They were sandwiched between the clashing front lines of Mezzoloths and within a second those loyal to the wrong side were incinerated, disemboweled, petrified, imploded, crushed by invisible hands, or simply hacked to pieces. With a hole cleanly punched in the lines of the enemy, and with the defensive wardings of both armies impeding long range teleportation behind one another’s lines, the Oinoloth’s army surged around him and through the breach, and he soon followed.


****​


Gregor Theodorikos, a mortal cleric of Athena stood behind the line of Mezzoloths in front of him and hurled a column of flaming, divine kissed death down upon the enemies of his current master Anthraxus. Evil was evil, there was no doubt about that, but gold was gold, and dying for gold in battle was no dishonor as long as one fought bravely and with pride. Still, the fiends made him uncomfortable in how they looked at him with every whispered prayer and invocation of Athena’s power.

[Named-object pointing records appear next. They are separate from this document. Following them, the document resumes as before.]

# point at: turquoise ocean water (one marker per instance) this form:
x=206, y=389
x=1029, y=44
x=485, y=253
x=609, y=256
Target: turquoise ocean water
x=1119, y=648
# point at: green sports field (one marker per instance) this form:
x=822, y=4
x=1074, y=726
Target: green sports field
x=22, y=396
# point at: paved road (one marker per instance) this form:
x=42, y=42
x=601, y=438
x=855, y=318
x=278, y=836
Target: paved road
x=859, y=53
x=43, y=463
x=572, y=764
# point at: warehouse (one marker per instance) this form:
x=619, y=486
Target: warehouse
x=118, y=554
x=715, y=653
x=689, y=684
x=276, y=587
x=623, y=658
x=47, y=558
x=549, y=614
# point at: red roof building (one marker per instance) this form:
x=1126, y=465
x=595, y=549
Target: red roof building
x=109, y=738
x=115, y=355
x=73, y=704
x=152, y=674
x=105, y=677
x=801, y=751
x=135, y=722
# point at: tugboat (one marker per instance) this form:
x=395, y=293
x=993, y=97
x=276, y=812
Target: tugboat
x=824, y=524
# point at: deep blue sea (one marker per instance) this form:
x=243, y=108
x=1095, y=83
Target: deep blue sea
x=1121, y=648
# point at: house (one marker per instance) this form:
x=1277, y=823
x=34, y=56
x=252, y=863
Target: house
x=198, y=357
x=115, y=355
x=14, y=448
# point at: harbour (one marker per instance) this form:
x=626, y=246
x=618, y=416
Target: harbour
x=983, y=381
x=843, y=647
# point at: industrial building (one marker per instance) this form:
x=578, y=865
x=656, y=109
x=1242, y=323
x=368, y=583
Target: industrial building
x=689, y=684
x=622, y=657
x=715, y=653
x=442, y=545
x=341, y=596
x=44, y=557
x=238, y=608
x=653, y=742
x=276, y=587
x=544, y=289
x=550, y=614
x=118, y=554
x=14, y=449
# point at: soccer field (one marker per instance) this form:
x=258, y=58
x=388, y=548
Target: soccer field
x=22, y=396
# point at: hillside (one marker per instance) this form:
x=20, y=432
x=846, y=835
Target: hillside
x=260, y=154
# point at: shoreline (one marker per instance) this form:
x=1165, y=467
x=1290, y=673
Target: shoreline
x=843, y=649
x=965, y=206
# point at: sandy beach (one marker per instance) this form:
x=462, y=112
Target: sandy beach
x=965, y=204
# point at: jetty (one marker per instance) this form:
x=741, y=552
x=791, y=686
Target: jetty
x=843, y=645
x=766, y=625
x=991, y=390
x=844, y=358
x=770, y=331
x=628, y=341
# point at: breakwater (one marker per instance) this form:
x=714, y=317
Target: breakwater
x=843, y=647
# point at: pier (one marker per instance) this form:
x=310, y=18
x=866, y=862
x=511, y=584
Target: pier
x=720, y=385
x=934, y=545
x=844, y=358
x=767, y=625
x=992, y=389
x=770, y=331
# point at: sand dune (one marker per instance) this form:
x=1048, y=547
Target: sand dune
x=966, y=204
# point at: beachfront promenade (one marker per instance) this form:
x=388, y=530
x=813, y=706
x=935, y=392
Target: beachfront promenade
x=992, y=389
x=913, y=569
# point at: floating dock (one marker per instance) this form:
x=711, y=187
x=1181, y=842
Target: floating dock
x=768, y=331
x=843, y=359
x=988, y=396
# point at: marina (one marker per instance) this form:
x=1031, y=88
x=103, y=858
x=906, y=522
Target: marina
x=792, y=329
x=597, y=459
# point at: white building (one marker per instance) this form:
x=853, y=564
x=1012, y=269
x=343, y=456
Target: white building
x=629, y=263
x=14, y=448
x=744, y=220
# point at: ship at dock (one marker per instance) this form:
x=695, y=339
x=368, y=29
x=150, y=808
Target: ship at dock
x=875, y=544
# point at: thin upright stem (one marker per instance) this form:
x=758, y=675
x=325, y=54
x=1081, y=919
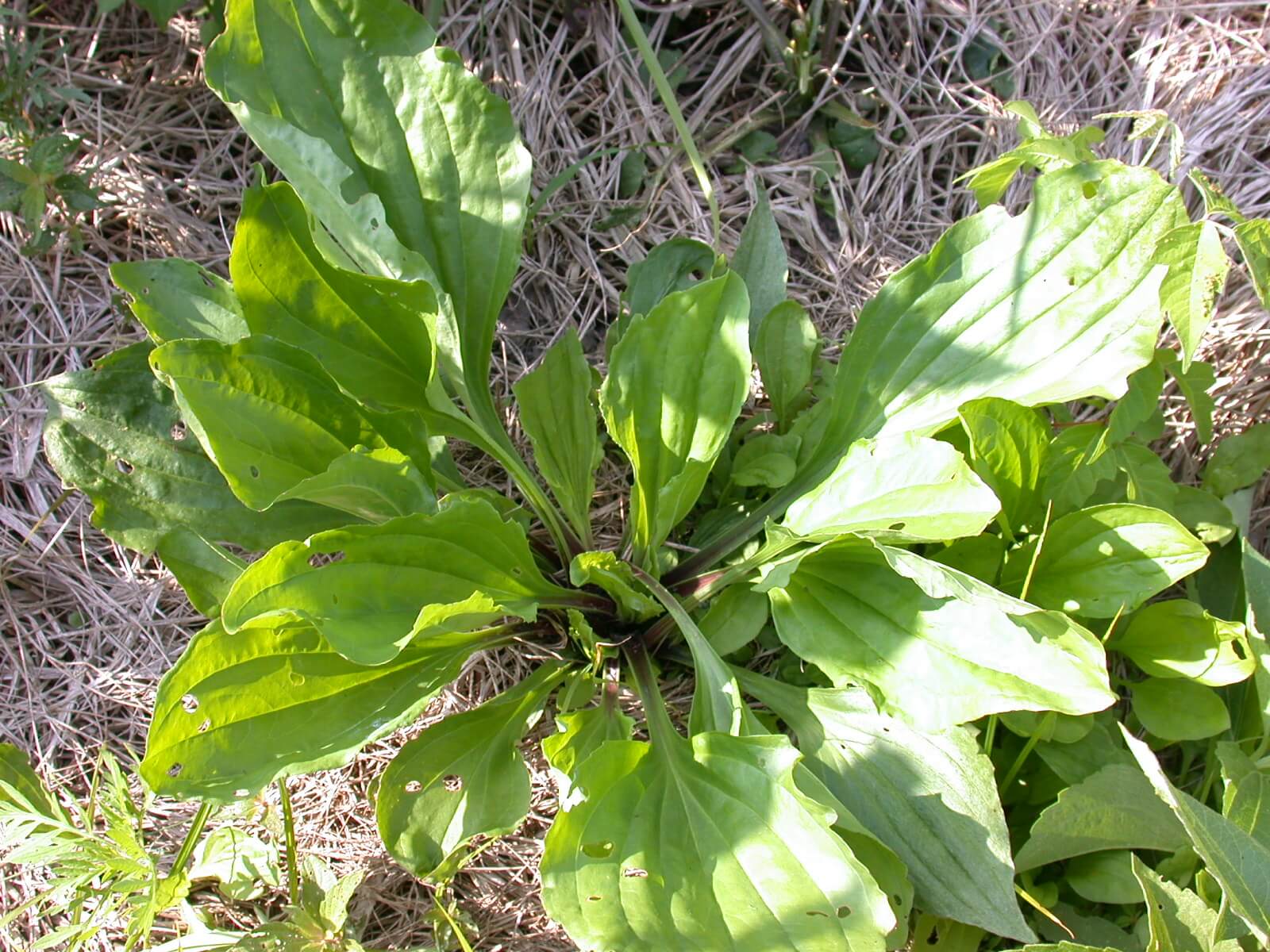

The cleric ignored them and charged forward as the line moved up to replace those who had fallen in the more heated battles in the forward groupings where there seemed to have been a sudden and tremendous break in the besiegers’ progress towards the Tower. Beside the cleric, his brother Dimitri stood and heavily gripped a pike larger than Gregor. Both cleric and soldier had seen easy profit, tales to tell their children, and things to proudly boast over when drunk in the years to come by signing over their spells and arms to Anthraxus in Center. Now however, they found themselves in more of a Hell than they could have imagined was possible.

A massive explosion twenty yards to their right sent them sprawling with its detonation and then scrambling to avoid the rain of gore, blood and broken earth sent skyward. As the bodies of lesser yugoloths and mortals alike rained down in pieces around them the fiendish artillery on their own sides fired back, the ‘spells-long-reach’, catapults for spells, raining down explosive bolts and showers of death in retribution.

Dmitri cried out in fear as a squadron of Slasrath’s shot over their position before turning about and hurling a wave of spells at the fiends below, not far from their own position. Had they been the intended targets they would likely have been incinerated instantly. But, just as soon as the arcanaloths had expended their spells, they were enveloped in a cloud of arrows and ballista bolts from the troops below them.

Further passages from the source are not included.